We are building a REST API which creates items in a CDN. Each item takes between 5 and 7 seconds to create, and we need to create them as quickly as possible until we have about a million of them.
One school of thought in our office is that we should make lots of small transactions. Another is that we should have fewer, larger transactions to minimise network "chat", perhaps running as described here.
Small transactions would be simpler to implement. They would involve a bit more network traffic (perhaps insignificant given the time per item). They could also be advantageous in the event of a failure to create an item.
Performance is our top priority, development cost a close second. This post suggests that either is OK in principle. Which/how do I choose?
Our CDN will serve up images of properties in New Zealand. We will pre-populate the CDN with six images of each property we think is likely to be requested. The different images are used by various pages in our website.

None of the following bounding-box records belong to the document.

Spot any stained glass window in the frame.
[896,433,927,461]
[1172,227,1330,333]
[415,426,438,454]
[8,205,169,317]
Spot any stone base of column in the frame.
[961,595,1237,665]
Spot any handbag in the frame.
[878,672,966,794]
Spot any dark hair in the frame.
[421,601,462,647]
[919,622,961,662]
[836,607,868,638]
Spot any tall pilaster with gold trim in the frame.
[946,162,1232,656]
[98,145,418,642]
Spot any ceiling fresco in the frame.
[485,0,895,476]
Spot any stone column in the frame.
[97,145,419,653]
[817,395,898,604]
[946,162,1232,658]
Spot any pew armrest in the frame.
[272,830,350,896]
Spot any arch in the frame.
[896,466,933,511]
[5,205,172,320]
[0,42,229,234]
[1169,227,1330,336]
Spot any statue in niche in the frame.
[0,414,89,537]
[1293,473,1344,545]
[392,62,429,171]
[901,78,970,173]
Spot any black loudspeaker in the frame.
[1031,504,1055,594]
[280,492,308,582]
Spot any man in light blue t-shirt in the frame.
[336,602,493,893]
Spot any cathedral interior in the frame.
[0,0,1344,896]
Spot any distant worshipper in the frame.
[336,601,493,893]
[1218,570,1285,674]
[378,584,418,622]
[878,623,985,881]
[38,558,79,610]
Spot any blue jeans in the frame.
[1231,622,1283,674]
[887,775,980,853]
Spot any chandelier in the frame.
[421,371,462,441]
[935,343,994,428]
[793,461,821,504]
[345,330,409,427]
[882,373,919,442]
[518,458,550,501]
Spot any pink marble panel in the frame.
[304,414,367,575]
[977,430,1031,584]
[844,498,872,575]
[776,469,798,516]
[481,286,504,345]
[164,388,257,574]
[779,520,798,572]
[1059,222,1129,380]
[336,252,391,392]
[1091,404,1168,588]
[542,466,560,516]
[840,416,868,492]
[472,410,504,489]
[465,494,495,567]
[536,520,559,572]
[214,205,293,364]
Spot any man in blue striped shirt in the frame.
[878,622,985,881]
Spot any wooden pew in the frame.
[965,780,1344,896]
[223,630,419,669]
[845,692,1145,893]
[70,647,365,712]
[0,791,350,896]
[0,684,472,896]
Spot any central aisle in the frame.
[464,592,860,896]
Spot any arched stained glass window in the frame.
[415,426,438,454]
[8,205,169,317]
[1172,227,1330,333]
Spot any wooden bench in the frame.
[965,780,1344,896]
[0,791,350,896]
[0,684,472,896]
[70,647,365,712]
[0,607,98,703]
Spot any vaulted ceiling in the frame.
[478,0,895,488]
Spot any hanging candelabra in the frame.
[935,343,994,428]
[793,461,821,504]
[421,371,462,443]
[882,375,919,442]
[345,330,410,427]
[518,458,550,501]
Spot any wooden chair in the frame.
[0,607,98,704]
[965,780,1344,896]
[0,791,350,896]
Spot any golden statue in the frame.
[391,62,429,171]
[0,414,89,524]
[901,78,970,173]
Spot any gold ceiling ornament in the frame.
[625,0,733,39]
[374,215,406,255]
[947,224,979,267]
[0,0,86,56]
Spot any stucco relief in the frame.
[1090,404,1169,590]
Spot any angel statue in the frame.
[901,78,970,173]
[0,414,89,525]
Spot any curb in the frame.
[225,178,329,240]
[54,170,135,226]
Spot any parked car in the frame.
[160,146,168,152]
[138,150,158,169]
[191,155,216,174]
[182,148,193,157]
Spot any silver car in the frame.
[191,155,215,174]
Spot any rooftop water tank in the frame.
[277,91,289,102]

The image generation process looks like this:
for each property {
call remote 3rd-party API to find property details;
for each type of image required {
call remote 3rd-party API to get image;
}
}
The remote API calls each take between 1 and 2 seconds. The remote API is on the opposite side of the planet to our users and our servers. The stuff that happens locally is in the millisecond range. I'm using C# async
where possible.
If somebody requests an image that isn't already cached in the CDN, it generally comes back in two or three seconds, which is acceptable. We load it with AJAX too, so the user isn't kept waiting.